ANALYSE ET MOTIFS DE DÉCISION

[17]  Dans ses représentations écrites, la Partie requérante soulève plusieurs questions qui peuvent être résumées comme suit : i) l’affidavit contient une preuve par ouï-dire inadmissible; ii) la preuve n’établit pas que la Marque était liée aux produits visés par l’enregistrement; et iii) il n’y a aucune preuve de transfert dans la pratique normale du commerce des produits visés par l’enregistrement.

[18]  J’examinerai maintenant successivement chacune de ces questions.

i) L’affidavit contient une preuve par ouï-dire inadmissible

[19]  La Partie requérante fait valoir que l’affidavit de la Propriétaire contient une preuve par ouï-dire inadmissible. À titre d’exemple, la Partie requérante soutient que la déclaration de M. La Perle portant que la Propriétaire offre le logiciel Mac OS X 10.4 Tiger en téléchargement aux consommateurs canadiens et les extraits de site Web produits comme pièce A constituent du ouï-dire, puisque cette preuve a été fournie par [Traduction] « l’avocat canadien » de la Propriétaire. Je souligne que, dans ses représentations écrites, la Propriétaire indique que [Traduction] « l’avocat canadien » est un agent de marques de commerce. À cet égard, comme l’a souligné à juste titre la Partie requérante, on ne peut considérer qu’un déposant a une connaissance personnelle des faits qui lui ont été communiqués par l’avocat du propriétaire de la marque de commerce [Perley-Robertson, Hill & McDougall LLP c Olin Corporation (2008), 67 CPR (4th) 234 (COMC)].

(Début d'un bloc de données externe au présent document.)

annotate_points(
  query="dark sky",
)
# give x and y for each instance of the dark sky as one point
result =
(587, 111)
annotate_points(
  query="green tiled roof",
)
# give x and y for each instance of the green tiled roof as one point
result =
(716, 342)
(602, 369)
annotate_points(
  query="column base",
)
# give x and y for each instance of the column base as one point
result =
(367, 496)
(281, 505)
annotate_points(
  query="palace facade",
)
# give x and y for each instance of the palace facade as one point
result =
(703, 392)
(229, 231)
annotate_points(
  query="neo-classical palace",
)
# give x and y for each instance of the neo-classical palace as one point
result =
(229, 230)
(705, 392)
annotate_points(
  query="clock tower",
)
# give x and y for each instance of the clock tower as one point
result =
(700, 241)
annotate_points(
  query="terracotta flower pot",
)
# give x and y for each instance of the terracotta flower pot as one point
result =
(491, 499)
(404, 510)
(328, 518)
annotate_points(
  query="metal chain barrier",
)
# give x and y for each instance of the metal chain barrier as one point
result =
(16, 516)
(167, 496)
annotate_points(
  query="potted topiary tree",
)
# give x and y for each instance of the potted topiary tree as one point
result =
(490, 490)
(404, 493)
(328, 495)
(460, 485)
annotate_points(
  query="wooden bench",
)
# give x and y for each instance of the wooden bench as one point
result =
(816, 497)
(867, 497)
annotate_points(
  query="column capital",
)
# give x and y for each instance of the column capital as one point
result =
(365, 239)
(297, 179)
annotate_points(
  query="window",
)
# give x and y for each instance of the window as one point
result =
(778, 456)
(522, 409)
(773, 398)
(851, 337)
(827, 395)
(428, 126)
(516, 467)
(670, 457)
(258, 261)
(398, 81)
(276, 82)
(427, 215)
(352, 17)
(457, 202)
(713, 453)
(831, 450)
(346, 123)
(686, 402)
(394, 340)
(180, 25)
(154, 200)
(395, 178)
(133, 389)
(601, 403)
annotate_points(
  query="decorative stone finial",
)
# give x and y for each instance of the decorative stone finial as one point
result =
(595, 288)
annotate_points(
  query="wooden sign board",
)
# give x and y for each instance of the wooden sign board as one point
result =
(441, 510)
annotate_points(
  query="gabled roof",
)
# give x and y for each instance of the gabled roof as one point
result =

[20]  En général, la preuve par ouï-dire est de prime abord inadmissible, sauf si elle satisfait aux critères de la nécessité et de la fiabilité [Labatt Brewing Co c Molson Breweries, A Partnership (1996), 68 CPR (3d) 216 (CF)]. Cependant, il convient généralement d’appliquer ces critères moins rigoureusement dans le contexte de la procédure prévue à l’article 45 que dans une procédure accusatoire visant à déterminer les droits de parties opposées (FCA US LLC c Pentastar Transportation Ltd, (2019), 165 CPR (4th) 179 (CF)]. La nature sommaire de la procédure prévue à l’article 45 est telle que les préoccupations relatives au ouï-dire ne devraient influer que sur le poids qu’il convient d’accorder à la preuve, sans égard à son admissibilité [Eva Gabor International Ltd c 1459243 Ontario Inc (2011), 90 CPR (4th) 277 (CF)].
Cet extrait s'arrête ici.